One flight and there we are, in busy-city Bangkok or island Phuket - and from there, the spicy world of Thailand is our oyster. From Bangkok's gold-lipped temples, bars and barges and brightly lit night markets, to super-laid-back luxury island retreats where time seems to slow.
There are 15 direct flights a week between Perth and Thailand with Thai Airways and Virgin Australia.
Thai has daily flights between Perth and Bangkok on an Airbus A330-300, taking just under seven hours.
Until March 29, the Tuesday and Wednesday flights leave Perth at 6.50pm and arrive at 10.45pm - flights on every other day of the week leave Perth at 9.10am and arrive at 3.05pm.
Prices? From about $650 return, economy class. And then there's the option of flying on to other parts of Thailand. Perhaps Bangkok and Koh Samui from $1049 return, flying Thai.
Virgin Australia flies regularly between Perth to Phuket in 6 1/2 hours.
Packages in Phuket? Anything from eight nights with return airfare and breakfast in four-star accommodation from $899.
I have confidence in Thailand. It offers quality tourism.
Others agree. From January to September, tourist arrivals increased by 23 per cent - the world's best performer.
Permanent Secretary for Tourism and Sports Suwat Sidthilaw says that 19.67 million international tourists visited Thailand during that nine-month period. They brought $29 million (863 million baht) in tourism income.
And a new study released at the Global Wellness Tourism Congress has revealed that one in seven of those dollars comes from "wellness tourism".

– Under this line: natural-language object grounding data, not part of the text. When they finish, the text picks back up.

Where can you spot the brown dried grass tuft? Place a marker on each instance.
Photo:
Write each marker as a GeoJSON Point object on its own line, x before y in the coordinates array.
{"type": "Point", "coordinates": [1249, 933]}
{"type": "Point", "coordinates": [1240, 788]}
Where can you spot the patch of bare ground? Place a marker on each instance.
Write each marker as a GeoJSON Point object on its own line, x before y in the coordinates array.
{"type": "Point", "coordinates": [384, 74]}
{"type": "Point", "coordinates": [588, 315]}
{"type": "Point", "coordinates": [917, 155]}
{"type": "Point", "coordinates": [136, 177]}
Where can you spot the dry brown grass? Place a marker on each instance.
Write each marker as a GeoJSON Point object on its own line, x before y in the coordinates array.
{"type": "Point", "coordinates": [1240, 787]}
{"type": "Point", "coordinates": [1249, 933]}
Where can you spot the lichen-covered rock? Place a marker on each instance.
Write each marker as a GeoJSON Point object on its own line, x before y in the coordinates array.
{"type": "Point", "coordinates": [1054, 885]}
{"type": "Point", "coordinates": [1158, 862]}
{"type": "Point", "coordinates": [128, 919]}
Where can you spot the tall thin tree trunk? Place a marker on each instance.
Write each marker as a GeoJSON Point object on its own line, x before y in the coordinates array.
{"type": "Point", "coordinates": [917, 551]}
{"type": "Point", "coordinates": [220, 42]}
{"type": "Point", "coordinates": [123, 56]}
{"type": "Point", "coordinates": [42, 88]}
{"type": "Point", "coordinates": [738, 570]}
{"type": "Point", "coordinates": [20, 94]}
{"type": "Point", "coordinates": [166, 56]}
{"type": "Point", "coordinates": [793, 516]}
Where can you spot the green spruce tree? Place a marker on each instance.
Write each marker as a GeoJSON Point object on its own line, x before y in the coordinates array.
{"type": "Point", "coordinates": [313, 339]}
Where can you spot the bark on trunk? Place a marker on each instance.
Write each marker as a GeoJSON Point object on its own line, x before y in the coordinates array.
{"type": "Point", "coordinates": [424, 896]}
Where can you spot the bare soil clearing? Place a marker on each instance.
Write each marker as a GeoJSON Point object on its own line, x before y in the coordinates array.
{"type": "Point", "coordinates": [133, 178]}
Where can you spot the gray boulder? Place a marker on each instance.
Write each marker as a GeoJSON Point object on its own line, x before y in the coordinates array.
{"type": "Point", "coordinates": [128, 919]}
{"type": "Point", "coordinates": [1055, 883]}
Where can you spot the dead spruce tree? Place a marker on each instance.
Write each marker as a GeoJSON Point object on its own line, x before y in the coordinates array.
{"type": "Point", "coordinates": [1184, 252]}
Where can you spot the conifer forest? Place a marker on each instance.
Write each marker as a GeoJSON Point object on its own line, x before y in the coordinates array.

"For decades, the very concept of a holiday has been associated with excess: too much eating, drinking and too little sleep, leaving too many travellers less healthy when they check out than when they checked in," says Ophelia Yeung, lead author of The Global Wellness Tourism Economy study and co-director of the Centre for Science, Technology and Economic Development for researchers SRI International.
"This new research clearly reveals that more people are now choosing destinations that help them keep or get healthy while travelling, while a smaller (and also growing) segment is also now taking trips with the specific, sole purpose of improving personal wellbeing."
SRI defines "wellness tourism" as all travel associated with the pursuit of maintaining or enhancing one's personal wellbeing. The wellness tourism economy includes all expenditures made by tourists on these types of leisure and business trips, including lodging, food and beverage, activities/ excursions, shopping and transport.
Thailand's Ministry of Tourism and Sports expects to welcome 26 million international visitors this year. Thailand knows about tourism, and it knows how to look after visitors. Most of them head to Chiang Mai, Chiang Rai, Ayutthaya, Bangkok, Samut Prakan, Chon Buri, Prachuap Khiri Khan, Surat Thani, Phang Nga, Phuket, Krabi, and Songkhla.
And in this Thailand Guide, we give you a "sampler" - quite specific stories that also serve to show the mood and experiences of Thailand.
And while they are specific, they are also emblematic of the treat that is Thailand. Each has a flavour - and the flavours of Thailand are distinctive.
And there, of course, we come to Thai food. How could I not write about Thai food? The country's cuisine is, after all, one of its top attractions. Local agriculture, fresh ingredients, traditional flavours, local cooking. This culinary experience can please the most discerning tastebuds.
Herbs and spices are essential to Thai cooking and they are used to achieve that essential Thai four-taste balance . . . sweet, sour, salty and spicy. There is a focus on texture, too, and dishes so often combine soft and crunchy, dry and moist, calm and hot.
And so we sit back, and let the palm trees sway, and enjoy the sunset.
Thailand's name in the Thai language is Prathet Thai - "Land of the Free".
And here, in the only country in South-East Asia that was never colonised by a European nation, we enjoy those distinctive flavours.